Each individual has their traits, personalities, frustration and limitations that are brought to the marriage. Combining the differences from the wife and husband can create a great marriage or a really difficult one.
Marriage is a partnership. Takes both the husband and wife to create a good marriage.
While dating, each person puts the other before themselves. Communication is open, expressive, a lot of listening happens because each wants to know about the other person.
The man and woman are both held in high regard for each other and the little faults that the person may have is overlooked.
Then comes the wedding and the honeymoon. All is still going strong, Love is in the air!
Things change! What happened??
Well, this is where it seems that all the wonderful things that you saw about your spouse has been put on the backside and the little things that were overlooked while dating are more “important” then the love you may share. The love is still there, but not as focused on as the negatives.
In this stage, couples will either push each other away through hurt, anger, resentment; have an affair to get the “feelings” back; not do anything about the marriage or work through it.

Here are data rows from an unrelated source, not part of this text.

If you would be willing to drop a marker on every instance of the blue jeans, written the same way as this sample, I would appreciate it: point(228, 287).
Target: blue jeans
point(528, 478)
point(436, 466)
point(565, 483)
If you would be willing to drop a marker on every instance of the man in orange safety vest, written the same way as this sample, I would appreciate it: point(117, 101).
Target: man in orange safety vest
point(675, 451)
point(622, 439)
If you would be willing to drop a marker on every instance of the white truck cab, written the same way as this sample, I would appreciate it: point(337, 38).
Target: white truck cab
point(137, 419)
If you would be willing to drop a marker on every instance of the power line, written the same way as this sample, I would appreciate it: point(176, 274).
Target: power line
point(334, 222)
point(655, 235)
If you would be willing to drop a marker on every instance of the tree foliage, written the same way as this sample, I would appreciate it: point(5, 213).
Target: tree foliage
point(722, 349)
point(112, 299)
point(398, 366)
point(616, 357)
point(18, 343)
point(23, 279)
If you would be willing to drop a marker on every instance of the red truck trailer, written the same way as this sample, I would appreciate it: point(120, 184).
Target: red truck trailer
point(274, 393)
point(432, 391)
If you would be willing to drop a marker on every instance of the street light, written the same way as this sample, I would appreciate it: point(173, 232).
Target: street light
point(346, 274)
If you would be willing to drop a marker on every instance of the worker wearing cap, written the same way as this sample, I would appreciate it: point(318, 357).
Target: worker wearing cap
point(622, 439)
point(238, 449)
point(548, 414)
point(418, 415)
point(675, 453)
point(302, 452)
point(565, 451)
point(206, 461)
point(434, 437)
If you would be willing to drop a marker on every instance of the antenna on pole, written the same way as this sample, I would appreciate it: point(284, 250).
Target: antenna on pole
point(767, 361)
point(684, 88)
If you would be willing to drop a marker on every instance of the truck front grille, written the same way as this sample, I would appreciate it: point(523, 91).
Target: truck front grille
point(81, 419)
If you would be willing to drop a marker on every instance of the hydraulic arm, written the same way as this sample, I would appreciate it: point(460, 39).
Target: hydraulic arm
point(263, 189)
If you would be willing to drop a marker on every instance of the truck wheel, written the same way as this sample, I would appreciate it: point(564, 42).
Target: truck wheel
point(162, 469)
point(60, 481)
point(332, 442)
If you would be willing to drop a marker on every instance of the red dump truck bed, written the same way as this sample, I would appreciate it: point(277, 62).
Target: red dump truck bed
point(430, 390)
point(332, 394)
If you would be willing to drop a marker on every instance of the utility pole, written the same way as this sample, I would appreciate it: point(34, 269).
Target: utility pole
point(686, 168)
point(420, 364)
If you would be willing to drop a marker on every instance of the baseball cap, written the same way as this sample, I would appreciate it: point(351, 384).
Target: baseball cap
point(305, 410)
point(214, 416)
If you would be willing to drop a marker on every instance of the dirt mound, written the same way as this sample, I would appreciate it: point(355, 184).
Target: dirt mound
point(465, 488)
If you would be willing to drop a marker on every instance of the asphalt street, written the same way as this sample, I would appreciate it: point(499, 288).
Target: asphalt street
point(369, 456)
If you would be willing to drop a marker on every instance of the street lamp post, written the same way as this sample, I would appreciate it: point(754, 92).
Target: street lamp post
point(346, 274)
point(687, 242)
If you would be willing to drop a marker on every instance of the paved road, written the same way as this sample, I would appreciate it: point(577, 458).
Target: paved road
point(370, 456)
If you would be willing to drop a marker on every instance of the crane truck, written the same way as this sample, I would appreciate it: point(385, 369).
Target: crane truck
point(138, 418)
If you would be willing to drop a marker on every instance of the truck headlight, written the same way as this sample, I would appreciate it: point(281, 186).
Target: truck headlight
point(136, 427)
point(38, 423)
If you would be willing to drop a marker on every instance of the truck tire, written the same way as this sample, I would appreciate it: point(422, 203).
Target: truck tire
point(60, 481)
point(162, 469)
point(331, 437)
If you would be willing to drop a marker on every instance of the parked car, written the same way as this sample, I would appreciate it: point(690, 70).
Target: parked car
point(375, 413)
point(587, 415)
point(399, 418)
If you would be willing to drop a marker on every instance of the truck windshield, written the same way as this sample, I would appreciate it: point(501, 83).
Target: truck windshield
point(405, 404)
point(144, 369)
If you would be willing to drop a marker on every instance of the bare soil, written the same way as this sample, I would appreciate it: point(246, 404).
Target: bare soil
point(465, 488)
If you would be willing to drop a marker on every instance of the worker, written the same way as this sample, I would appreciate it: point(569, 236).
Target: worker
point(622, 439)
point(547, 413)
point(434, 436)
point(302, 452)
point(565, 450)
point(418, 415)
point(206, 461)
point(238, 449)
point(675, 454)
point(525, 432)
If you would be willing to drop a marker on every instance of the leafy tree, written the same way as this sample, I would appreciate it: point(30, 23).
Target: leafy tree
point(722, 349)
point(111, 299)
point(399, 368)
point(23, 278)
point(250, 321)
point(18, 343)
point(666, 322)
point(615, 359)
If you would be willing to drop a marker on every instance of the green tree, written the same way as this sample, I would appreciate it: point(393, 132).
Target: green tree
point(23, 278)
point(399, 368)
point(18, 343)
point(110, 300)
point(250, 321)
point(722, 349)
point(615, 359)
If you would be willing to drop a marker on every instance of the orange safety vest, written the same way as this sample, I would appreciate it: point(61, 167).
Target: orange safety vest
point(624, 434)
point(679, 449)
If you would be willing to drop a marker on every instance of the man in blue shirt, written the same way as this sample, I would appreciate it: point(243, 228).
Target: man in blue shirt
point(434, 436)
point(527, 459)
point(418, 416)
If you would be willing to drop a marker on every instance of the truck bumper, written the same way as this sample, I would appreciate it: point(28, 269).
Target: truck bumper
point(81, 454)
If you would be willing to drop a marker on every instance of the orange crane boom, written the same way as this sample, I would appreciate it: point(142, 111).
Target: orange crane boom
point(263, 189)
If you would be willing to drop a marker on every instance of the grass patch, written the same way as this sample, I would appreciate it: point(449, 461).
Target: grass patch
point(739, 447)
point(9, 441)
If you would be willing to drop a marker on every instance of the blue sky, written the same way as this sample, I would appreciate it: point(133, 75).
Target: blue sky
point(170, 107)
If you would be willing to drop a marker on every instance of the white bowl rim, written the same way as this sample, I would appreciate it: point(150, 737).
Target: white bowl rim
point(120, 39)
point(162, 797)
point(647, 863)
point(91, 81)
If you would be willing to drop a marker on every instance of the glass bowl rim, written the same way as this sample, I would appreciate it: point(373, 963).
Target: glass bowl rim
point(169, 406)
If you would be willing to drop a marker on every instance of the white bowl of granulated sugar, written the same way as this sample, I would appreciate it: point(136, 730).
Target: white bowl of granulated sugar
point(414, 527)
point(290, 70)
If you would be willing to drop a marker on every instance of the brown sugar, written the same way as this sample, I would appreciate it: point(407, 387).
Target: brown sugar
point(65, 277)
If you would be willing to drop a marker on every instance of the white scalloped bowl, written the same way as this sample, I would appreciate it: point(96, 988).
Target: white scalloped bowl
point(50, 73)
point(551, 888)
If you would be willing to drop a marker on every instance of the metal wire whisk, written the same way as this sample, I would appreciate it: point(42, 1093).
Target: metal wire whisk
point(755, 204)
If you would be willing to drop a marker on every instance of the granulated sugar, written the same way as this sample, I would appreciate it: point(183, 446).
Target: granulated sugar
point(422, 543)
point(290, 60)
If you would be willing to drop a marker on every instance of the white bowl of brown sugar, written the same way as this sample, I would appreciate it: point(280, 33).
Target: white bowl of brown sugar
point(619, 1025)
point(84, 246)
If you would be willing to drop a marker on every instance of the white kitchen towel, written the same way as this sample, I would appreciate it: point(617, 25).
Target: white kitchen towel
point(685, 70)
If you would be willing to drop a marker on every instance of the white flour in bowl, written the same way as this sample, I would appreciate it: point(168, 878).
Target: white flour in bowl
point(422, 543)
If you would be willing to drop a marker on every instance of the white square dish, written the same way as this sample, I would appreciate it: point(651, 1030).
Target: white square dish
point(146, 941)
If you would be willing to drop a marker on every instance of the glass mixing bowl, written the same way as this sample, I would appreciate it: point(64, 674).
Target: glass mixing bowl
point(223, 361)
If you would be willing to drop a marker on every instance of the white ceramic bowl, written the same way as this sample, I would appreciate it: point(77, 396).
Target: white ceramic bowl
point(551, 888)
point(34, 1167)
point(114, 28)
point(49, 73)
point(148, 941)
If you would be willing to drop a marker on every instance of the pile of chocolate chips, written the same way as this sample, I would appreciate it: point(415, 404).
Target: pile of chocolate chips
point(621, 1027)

This post will be about what wives do out of their hurt, anger or frustration that may push their husbands away, not closer to them.
1. When complacency in marriage happens, with routines: the wife may end up doing more than her husband. Her reason may be “My husband doesn’t do anything, so I have to!” The wife may do everything, complain about it, but still do everything. The husband may feel hurt and less of a man because he is not part of the partnership; he is not needing to do his share od duties, not being a leader. A man needs to feel respected in himself and in his marriage. When you were dating, he could do no wrong and he did have your respect. Something happened. When men do not have respect or being the leader in the home, he may feel that he is worthless and not wanting to put his heart into the marriage.
2. Nagging. He married you, not your mother or even his own mother!
The more a man is nagged, the less respect he feels, the further away he moves from involviing himself in the marriage. Women may nag because the husband is not doing something that is asked, needs to be done or fear that things will not be done. Nagging will not help your husband feel really attracted to you. You did not nag him when you were dating, so why now?
3. Lack of sex. Men are visual individuals and are stimulated by a woman’s body. I know there are times when you do not want sex and intimacy is what women need, but we are talking about the men here!
I am not saying that when a man does not have sex, he will immediately turn to porn or other women but the lack of sexual connection can push a husband away, create resentment, rejection or also less of a man.
Okay, I have said some difficult things for a woman to accept. I am not saying that it is a woman’s fault for a failed marriage. What I said in the beginning, marriage is a PARTNERSHIP. It takes TWO! This was to point out minimum of 3 aspects that can push a husband away from their spouse and not closer.
If you, the wife, does these things, then do the following:
1. Acknowledge that you do not allow or help your husband do his part in the marriage. Acknowledge that you nag him on doing chores, spend time at home or him not complimenting you. Acknowledge that you may withhold sex when you are angry, hurt or frustrated with your husband or your marriage.
2. Ask your husband for forgiveness. Be sincere. Forgive yourself too!
3. Remember what you loved about your husband while you were dating and remember how you still love him.
4. Accept your differences: in your personalities, desires and needs and how you relate to each other.
5. Plan together how you both are going to help put your marriage back on track. Make a choice to daily work on your marriage.
Marriage is a partnership and takes 2 people!